Authors: Jon Aldazabal Basauri, Monika Tkacz, Idoia Urcelay
Development, revolution, growth but also losses, fears and decreases. Has technological progress decreased the number of workplaces or it has just changed the way of work?
Solutions that connect robots and machines with computers and internet through software that incorporate automatic learning algorithms, sensors that monitor activities of distinct components in order to allow them to communicate between each other and with people at the same time, programs of advanced analytics to deal with enormous amount of data that permit decision making, Big data, robotics, digitalization, cyber systems, internet of things…and more!
These technologies are not only revolutionizing and changing the way of working in industrial enterprises but also affect significantly all types of enterprises and sectors. Importantly, workforce or organizational human capital as a whole is more affected than enterprise itself. The phenomenon especially influences those workers that perform repetitive tasks with common solutions where intellect, interpersonal interaction, creativity or instant analytical capacity are not very needed. Why? Well, all of these tasks are indeed better done by machines than people! This phenomenon has disruptive effects on employment, professions, abilities, employability, differences in salaries and consequently well-being of workers in general.
The BBVA Research presents that salaries have increased for those with professional training/education that is complementary or related with technology. In contrary, salaries of workplaces of manual marking or catting have decreased if not disappearing gradually. What is more, that data show that salaries of workers with higher education have increased in comparison to those that do not have degree. It leads to the common problem of inequality among the developed countries. Apparently, it seem that the overall condition of economy is increasing explained by higher GDP per capita or productivity per person. Nevertheless, the data indicate that the income per family member and the unemployment rate are dramatically decreasing. The findings are considered to be a big discrepancy between macro indicators and the real conditions of life which generates an important problem in current economy.
There are, however, opposite viewpoints: some with optimistic perspectives and some with pessimistic. Among the optimists, it is estimated that each work within the sectors of high technology create 4,9% direct and indirect posts, which could indicate future increase of work demand. Some reports indicate that 47% of those posts are automatized, however, the overall research of 21 countries of European Union presents that no more than 9% of those jobs are characterised by automatization, which indicates demand of human factor rather than only machines. There are various estimations and opinions however what can be currently assumed is that the technological progress has not destroyed workplaces but it has rather changed it. Apart from the work places that are gradually decreasing, there is a percentage of workplaces that have not existed before and it is estimated that this pattern will continue in the future even with stronger intensity.

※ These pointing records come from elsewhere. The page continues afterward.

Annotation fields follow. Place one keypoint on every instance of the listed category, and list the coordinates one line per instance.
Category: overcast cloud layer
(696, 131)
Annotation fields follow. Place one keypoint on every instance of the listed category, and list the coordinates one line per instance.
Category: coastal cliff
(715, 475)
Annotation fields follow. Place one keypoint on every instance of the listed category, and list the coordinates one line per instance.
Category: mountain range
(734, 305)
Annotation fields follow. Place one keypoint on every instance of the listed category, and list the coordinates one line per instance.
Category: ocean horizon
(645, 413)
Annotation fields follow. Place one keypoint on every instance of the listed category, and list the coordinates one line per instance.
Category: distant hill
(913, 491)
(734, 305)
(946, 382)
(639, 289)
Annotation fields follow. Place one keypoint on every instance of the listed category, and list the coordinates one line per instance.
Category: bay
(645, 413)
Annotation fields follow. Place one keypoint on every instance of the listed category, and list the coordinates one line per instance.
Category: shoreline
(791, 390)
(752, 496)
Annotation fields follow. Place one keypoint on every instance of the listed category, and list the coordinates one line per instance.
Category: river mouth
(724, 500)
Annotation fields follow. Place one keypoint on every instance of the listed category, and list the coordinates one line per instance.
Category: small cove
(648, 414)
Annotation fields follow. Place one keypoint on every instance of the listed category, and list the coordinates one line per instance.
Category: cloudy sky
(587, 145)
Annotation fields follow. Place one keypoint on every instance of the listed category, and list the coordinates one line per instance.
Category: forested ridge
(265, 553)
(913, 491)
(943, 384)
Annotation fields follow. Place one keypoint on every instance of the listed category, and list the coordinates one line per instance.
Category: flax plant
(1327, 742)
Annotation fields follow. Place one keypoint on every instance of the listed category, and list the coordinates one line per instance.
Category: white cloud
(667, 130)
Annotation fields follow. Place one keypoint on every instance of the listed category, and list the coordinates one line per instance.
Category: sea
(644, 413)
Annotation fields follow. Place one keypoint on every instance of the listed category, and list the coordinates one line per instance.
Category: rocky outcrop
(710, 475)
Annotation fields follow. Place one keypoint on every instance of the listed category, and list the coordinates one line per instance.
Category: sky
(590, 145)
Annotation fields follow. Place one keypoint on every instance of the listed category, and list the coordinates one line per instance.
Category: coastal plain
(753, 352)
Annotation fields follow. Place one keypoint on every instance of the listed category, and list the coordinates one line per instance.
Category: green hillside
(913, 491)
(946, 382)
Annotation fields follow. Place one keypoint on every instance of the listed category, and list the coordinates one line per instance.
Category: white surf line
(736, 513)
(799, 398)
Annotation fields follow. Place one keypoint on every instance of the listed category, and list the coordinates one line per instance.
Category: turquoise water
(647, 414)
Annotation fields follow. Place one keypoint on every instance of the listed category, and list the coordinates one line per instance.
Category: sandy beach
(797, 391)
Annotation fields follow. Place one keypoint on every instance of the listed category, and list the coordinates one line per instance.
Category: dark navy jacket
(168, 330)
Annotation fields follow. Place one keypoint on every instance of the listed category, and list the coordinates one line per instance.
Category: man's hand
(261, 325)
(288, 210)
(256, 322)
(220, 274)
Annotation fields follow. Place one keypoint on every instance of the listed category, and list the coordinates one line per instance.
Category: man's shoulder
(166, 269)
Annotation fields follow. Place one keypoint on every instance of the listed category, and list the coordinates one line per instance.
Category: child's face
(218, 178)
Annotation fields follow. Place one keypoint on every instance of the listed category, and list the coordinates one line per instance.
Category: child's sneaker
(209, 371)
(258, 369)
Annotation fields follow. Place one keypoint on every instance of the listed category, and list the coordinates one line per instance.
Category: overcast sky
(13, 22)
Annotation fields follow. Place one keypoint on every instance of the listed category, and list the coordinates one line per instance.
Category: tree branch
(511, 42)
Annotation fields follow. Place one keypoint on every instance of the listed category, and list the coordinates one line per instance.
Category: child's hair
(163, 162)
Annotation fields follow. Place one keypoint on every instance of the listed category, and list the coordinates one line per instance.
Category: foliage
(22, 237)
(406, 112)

Therefore, there is a challenge to make the transition between posts that are being created and posts that are decreasing to be the most efficient and equitable possible. In order to do that, there is a need to protect and take care of workforce, invest in their training and employability and importantly to avoid sticking to jobs that are obsolete. The technological and digital transformation is an enormous opportunity for the enterprise growth, however, it is a challenge from the perspective of human capital and its adaptability to the workplaces transitions.
It seems however that we can do something to prevent the negative effects of the changing work environment. First of all, there is a need of cooperation between public and private sector to stop the process of excessive decrease of workplaces over the number of jobs created by new technology. Secondly, each of us should be prepared personally to react to inevitable turbulent changes. The times our constantly developing and so do we, therefore the ability to constant lifelong learning is our key to well-being in the new digitalized work and world.